Loin d'atteindre l'équilibre comme sa génitrice l'envisageait en 2020, la néo-banque pour les particuliers de Goldman Sachs devrait afficher cette année une perte dépassant le milliard de dollars. De quoi entretenir les spéculations sur sa fermeture prochaine. Mais comment l'aventure, entamée il y a six ans, a-t-elle pu prendre aussi mauvaise tournure ?
Le concept d'origine paraissait pourtant extrêmement prometteur, surtout émanant d'un établissement qui n'avait aucune activité antérieure sur le marché du grand public et présentait donc l'immense avantage de partir d'une feuille blanche. Il s'agissait de bâtir une offre composite mettant à la disposition du client une vaste gamme de produits, en provenance de différents fournisseurs, susceptible de s'ajuster à ses besoins spécifiques. En somme, la « banque en plate-forme » tellement à la mode aujourd'hui.

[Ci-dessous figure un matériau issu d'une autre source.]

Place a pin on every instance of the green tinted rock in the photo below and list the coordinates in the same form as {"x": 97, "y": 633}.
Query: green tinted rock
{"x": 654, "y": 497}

Malheureusement, la vision initiale a été progressivement perdue de vue. Certes, le catalogue de Marcus s'est enrichi au fil du temps (quoique parfois avec des solutions décevantes). Mais il ne suffit pas d'accumuler une collection de services financiers sous une enseigne commune pour constituer une proposition de valeur distinctive. Le résultat d'un tel assemblage, qui relève de la place de marché basique, est, au mieux, l'équivalent d'une banque traditionnelle et, au pire, trop hétéroclite pour séduire.
Faute d'arguments originaux, c'est une technique classique qui a été retenue afin de conquérir les consommateurs : un taux d'intérêt extraordinairement attractif sur les comptes d'épargne. Si l'artifice a réussi à attirer 13 millions de clients (un score plus qu'honorable), il ne les fidélise aucunement et ne profite pas à un développement global. En revanche, il représente un coût monumental, insupportable à terme, qui aurait alerté depuis longtemps sur la viabilité de l'approche… si elle était l'œuvre d'une startup.
Une stratégie de ce genre aurait été efficace, et peut-être rentable, si le produit d'appel avait constitué un point d'entrée évident et transparent dans l'univers étendu de Marcus. Dans cette perspective, il fallait élaborer une véritable plate-forme (selon le sens que j'attribue à ce terme), cohérente et homogène, dont les multiples composantes ne se contentent pas d'être juxtaposées mais sont intimement agencées, intégrées et orchestrées dans le but exclusif de répondre aux attentes de chaque utilisateur.
Le meilleur moyen de mettre en place cette expérience optimale consiste à faire de l'espace d'agrégation une plaque tournante de conseil personnalisé, dans une démarche d'accompagnement rapproché du client. Se transformant de la sorte en substitut à la banque traditionnelle, qui a abandonné cette part essentielle de ses métiers historiques, et procurant un avantage concurrentiel unique, elle représente en réalité la seule justification possible et viable au modèle rêvé de « banque en plate-forme ».